Victoria’s upper house introduced a trial e-petition system earlier this year, after Ms Patten put forward a motion to the Legislative Council in 2016.
Both houses share the same website, so the system can be adopted by the Legislative Assembly, according to Ms Patten.
“The motion is that we change our standing orders to allow e-petitions in-line with the standing orders of the Legislative Council, all those in favour say I – and it’s done, and they can go to lunch,” she says. “I’m making it sound simple, but it is that simple.”
Changes of standing orders, the procedural rules for parliament, generally occur after a government wins an election, so they can devote the remaining time in parliament to legislating their agenda, but they can be altered anytime, says LA Assistant Clerk Robert McDonald.
“The government has the right to just introduce a proposal that is then voted on by the house,” he says.
McDonald and his assistant are responsible for physically examining every paper petition submitted to the Assembly, making sure only legitimate Victorian residents are signing, he receives 100-200 petitions a year, some with upwards of 30,000 signatures.
“One of the advantages of an electronic petitioning system is the counting and verification are done automatically,” he says.
A parliamentary committee report, Victorian Electronic Democracy recommended e-petitions be introduced in 2005. It received positive feedback from MPs, but the 55th parliament ended before any changes could be made, according to the parliament’s website.
A 2008 report, Strengthening Government and Parliament Accountability in Victoria, also recommended parliament consider e-petitions.
This was followed by a 2009 report tabled in parliament by the Standing Orders Committee, with the sole recommendation that the Assembly implement e-petitions on a trial basis.
The report noted that e-petitions have been permitted in Queensland since 2002.

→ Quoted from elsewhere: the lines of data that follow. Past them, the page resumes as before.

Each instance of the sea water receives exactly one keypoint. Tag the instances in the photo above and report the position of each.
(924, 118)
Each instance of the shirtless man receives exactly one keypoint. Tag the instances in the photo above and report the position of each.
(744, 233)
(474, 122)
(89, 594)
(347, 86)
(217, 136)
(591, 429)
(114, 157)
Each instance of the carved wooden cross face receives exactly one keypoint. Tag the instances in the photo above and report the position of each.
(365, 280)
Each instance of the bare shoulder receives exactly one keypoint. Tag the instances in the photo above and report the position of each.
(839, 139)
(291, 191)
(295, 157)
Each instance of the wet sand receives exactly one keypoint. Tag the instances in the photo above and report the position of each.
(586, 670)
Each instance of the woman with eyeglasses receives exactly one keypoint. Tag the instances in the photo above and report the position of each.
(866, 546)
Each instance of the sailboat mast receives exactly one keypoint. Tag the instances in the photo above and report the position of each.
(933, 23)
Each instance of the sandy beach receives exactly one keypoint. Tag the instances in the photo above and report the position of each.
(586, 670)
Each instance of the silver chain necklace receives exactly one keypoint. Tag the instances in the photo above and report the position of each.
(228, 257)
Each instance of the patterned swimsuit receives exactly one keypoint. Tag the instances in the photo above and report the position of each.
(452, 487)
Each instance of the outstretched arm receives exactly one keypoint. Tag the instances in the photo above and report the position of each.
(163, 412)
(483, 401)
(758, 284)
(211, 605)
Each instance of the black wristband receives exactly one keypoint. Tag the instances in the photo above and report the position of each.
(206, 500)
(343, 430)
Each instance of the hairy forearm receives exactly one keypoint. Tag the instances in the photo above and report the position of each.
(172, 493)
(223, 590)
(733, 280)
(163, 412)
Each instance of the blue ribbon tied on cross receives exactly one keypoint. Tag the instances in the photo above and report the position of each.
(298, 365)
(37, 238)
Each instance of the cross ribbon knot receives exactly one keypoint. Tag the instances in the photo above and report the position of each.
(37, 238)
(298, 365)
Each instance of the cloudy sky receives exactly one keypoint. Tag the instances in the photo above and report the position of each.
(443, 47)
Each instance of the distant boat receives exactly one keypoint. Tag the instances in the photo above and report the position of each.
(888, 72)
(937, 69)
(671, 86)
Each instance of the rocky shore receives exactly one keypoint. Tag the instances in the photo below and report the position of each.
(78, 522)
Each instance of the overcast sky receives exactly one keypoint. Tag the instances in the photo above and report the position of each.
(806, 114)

The trial system adopted by the Legislative Council is rudimentary and designed to mimic the process for paper petitions as closely as possible says MLC Patten, who aspires to an entire overhaul of the petition system.
“You’ve got 10,000 people saying we want to legalise medicinal marijuana for chronic pain, the government can go, right, thanks. And that is the end of the petition process. They should further question, how can we enhance this process?”
The Premier’s office and the office of Colin Brooks, Chair of the Legislative Assembly’s Standing Orders Committee, did not respond to several requests for comment.